Policy Briefing — Listed SMEs finalise CSRD controls before FY 2026 reporting
Listed SMEs that do not opt for the temporary deferral must collect CSRD data for financial years starting 1 January 2026, making November the last checkpoint to secure ESRS processes, opt-out decisions, and proportional assurance plans.
Executive briefing: CSRD Article 5(2)(c) requires listed small and medium-sized enterprises (excluding micro-enterprises) to report in accordance with ESRS for financial years starting on or after 1 January 2026, with an optional deferral until 2028. Firms proceeding without the opt-out must lock proportionality decisions, supply-chain questionnaires, and limited assurance scope by November 2026 to meet FY 2026 close.
Mandatory deliverables
- ESRS for SMEs. Prepare to apply the forthcoming proportionate ESRS set, covering sustainability policies, metrics, and targets tailored to SME scale.

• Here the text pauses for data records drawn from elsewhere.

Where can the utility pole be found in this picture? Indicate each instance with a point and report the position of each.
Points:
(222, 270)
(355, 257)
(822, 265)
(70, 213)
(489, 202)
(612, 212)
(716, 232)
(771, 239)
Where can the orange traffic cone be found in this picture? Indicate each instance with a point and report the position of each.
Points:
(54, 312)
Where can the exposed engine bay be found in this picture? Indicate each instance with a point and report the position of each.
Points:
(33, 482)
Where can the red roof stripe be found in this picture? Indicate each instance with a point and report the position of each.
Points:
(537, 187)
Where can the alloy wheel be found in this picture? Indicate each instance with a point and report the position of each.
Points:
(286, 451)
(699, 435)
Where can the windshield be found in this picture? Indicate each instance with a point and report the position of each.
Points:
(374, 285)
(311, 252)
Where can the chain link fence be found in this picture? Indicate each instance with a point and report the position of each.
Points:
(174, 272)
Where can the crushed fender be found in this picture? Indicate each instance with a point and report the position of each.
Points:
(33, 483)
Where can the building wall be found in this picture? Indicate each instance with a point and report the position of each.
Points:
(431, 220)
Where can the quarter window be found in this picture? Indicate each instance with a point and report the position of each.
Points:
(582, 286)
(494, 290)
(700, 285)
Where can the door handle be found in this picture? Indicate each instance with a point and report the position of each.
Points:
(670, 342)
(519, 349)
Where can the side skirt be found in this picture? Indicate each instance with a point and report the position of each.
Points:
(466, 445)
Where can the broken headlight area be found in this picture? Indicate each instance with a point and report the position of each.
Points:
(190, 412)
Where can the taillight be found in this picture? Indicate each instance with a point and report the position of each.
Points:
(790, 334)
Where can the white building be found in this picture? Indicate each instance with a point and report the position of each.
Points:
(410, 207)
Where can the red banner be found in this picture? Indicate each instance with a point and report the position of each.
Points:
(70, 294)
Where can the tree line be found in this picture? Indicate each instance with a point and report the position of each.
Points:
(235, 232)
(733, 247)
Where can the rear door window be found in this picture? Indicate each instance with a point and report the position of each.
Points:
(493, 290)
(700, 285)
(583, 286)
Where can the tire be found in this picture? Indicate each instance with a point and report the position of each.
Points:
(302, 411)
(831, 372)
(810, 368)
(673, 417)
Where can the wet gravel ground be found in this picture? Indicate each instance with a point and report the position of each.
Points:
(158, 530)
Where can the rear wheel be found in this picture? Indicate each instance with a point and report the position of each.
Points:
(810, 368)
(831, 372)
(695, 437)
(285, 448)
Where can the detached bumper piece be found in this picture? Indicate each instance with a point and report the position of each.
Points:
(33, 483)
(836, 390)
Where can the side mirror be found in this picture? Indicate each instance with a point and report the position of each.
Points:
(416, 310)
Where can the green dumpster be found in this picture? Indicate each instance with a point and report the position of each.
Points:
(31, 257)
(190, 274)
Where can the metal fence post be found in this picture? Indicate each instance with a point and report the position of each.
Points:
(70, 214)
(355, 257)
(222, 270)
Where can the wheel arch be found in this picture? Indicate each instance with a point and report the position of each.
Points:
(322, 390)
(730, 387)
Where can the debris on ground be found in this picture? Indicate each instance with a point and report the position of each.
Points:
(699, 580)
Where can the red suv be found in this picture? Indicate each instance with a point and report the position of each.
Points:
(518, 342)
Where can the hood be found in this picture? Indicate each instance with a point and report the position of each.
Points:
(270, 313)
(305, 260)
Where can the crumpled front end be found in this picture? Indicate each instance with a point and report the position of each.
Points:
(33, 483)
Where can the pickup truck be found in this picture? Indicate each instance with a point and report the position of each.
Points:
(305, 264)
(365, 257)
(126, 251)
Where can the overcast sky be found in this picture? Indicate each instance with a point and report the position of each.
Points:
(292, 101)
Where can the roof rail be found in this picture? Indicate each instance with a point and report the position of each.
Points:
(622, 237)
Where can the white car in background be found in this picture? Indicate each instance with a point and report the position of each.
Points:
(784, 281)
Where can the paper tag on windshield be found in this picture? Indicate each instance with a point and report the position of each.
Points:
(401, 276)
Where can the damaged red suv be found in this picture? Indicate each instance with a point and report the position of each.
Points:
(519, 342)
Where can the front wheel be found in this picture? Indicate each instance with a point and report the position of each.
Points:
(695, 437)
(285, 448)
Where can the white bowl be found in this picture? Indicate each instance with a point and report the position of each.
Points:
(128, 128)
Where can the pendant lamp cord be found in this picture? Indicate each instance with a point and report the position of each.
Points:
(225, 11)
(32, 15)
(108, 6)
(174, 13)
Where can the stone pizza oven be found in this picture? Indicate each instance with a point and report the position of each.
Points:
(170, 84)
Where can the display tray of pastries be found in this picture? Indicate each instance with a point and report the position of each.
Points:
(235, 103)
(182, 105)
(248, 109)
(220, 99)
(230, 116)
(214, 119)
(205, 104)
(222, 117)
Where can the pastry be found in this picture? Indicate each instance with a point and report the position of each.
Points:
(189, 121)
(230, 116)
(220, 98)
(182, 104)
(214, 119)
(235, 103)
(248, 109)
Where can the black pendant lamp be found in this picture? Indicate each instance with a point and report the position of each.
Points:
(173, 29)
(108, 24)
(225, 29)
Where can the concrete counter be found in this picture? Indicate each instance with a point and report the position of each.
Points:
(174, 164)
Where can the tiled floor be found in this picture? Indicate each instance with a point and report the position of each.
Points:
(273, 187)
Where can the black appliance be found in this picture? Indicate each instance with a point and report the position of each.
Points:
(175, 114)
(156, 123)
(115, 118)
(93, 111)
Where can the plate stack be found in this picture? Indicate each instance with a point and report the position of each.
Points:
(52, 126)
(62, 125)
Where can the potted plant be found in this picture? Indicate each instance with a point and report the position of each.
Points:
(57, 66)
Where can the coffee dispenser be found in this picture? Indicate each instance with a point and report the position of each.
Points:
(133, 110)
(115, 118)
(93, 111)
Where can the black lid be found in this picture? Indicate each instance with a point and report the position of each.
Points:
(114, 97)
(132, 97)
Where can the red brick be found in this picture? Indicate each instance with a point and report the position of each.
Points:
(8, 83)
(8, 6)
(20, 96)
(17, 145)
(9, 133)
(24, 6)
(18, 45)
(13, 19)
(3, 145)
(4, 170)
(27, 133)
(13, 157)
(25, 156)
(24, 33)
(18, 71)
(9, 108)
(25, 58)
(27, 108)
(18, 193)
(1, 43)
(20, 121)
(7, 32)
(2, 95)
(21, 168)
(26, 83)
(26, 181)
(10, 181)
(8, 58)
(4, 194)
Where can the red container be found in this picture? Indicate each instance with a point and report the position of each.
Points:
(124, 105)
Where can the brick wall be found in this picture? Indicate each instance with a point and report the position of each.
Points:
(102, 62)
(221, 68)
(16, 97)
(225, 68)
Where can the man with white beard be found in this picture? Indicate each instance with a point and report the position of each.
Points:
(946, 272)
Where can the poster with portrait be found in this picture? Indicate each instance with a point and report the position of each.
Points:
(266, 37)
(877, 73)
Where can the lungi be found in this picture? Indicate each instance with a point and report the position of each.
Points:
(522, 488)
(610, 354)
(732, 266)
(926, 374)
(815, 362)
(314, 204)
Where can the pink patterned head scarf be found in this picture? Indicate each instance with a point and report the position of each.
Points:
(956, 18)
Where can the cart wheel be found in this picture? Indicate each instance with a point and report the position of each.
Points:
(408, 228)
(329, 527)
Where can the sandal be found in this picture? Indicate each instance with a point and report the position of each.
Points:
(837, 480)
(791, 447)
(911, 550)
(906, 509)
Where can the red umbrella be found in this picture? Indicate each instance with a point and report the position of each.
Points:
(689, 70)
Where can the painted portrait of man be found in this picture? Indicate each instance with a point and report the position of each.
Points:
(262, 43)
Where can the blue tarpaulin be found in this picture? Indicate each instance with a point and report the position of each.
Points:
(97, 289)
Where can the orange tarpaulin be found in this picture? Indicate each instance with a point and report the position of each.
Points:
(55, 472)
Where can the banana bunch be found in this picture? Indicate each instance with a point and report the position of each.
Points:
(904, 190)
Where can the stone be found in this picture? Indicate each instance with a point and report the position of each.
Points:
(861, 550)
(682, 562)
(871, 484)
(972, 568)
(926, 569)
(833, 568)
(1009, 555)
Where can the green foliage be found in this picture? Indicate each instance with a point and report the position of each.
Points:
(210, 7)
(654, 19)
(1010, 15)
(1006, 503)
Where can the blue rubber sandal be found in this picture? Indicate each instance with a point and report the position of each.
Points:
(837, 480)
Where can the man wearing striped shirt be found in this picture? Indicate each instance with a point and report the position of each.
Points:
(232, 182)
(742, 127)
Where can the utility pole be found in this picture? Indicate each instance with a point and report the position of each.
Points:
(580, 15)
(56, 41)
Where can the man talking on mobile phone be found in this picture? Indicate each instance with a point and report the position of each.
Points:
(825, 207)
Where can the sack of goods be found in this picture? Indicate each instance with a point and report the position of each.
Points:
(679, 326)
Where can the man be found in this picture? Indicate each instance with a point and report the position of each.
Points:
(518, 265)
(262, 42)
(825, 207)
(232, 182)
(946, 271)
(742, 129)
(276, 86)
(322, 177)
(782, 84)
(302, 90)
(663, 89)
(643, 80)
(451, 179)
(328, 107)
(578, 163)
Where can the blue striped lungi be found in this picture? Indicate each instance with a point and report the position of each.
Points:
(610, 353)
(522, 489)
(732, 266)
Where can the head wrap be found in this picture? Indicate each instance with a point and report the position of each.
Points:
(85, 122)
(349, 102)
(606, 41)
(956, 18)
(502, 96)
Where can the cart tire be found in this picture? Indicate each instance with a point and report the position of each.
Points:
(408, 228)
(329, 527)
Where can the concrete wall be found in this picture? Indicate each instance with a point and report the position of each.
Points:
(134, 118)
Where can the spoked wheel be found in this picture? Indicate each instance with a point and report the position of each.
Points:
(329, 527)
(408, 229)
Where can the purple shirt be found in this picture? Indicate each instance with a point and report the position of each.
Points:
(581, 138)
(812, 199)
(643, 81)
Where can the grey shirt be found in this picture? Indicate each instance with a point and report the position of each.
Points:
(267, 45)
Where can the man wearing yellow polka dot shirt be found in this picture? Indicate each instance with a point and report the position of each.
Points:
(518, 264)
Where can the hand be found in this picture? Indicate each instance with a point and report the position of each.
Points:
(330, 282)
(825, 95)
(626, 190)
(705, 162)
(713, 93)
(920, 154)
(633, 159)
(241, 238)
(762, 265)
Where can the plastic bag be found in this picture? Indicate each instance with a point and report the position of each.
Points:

- Deferral governance. Boards choosing the Article 5 opt-out must publish an explanation and reassess annually; those proceeding must document rationale for proportional disclosures.
- Assurance scope. Align limited assurance arrangements, ensuring auditors understand SME simplifications and data boundaries.
Program actions
- Data collection. Build lightweight data models for greenhouse gas emissions, workforce metrics, and supply-chain impacts suited to SME resources.
- Stakeholder communication. Coordinate investor and lender briefings explaining the chosen path (opt-out or early compliance) and associated disclosure granularity.
- Control design. Implement pragmatic evidence retention, segregation of duties, and review checkpoints that satisfy limited assurance without over-engineering.
Enablement moves
- Leverage industry associations and chambers of commerce for shared templates and benchmarking on SME ESRS adoption.
- Integrate CSRD data with existing local GAAP and tax reporting systems to reduce manual reconciliation.